Last week I was reading a column by David Brooks called "What Rural America Has to Teach Us." I felt his description of the benefits of volunteering rang true with what I had witnessed myself  in the South and Midwest.  When visiting friends in rural areas, I have been envious of the close ties they have to their neighbors and relatives. People are careful to help each other with problems like a broken freezer containing a year’s worth of food, or a flooded house or a death in the family.  Often, the church is the central hub that ties groups in small towns together, and although I am not a church-goer, I can see that for many, the benefits are profound. 

I have lived for 30 years in the Bay Area in California, in a vast urban web of freeways, cities, suburbs and notably, a lot of cars. The first time I realized that my life was lacking true community was in 2010, when I went to the funeral of my cousin’s daughter in North Carolina. When I arrived at my cousin's house, I saw that people were gathered in the street, on the porch and on the lawn. In the kitchen, all the counters and tables were laden with casseroles and desserts. While we visited, more people came and knocked on the door, bringing more dishes, flowers and well-wishes. At the funeral visitation and service, the entire town came. My cousin, who gave the Eulogy, stood at the pulpit calmly and spoke that his daughter represented “finest example of what a small, rural community can offer.” Watching the youthful, eager faces of her fellow students gathered at the service, I was filled with admiration for this way of life. On the flight home, I considered how many neighbors I felt close to on my street in San Francisco. The number was 2.
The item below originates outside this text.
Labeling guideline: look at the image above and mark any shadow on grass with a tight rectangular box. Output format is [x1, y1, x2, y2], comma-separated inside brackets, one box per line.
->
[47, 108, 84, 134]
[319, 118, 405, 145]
Almost ten years have passed since then, and I have increased my time volunteering in my children’s activities and at my art studio by 1000%. Remarkably, my sense of community has also increased 1000%. I have found, in general, that the payback for an hour of volunteering far exceeds the effort expended. For example, I serve as the secretary of the PTA at the elementary school. In exchange for showing up for 1.5 hours a month and taking notes, I learn everything that is going on in the school, and I know the principal and teachers by name, know the other volunteer parents closely and also, actually raise money to help the students. In my past life, I seldom experienced these bonds or feelings of mutual support. Going to glitzy conferences and business trips felt exciting, but the underlying feeling of isolation never went away.

To bring this train of thought around to the artist’s life, I have found that many artists are lonely, working in solitary circumstances. The contemporary artist needs to constantly post to social media, write press releases, produce work and have shows open to the public. One can appear to be a whirlwind of activity and yet be filled with a longing for other people. To counter this problem, I have been at the same studio, Fourth Street Fine Art, for 15 years. The time I spend volunteering at the studio has increased 10-fold since I started, and so has has my closeness to the other artists. From one point of view, it may seem that designing a postcard or writing a press release for another person is a thankless job that sucks up time one could be making art for oneself. But this point of view doesn’t account for the moment when you really need help, and the person that you wrote the press release for helps you hang your show at 1am. When people in a group can call on each other with the certainty that someone will answer, that’s a sign that you have true community.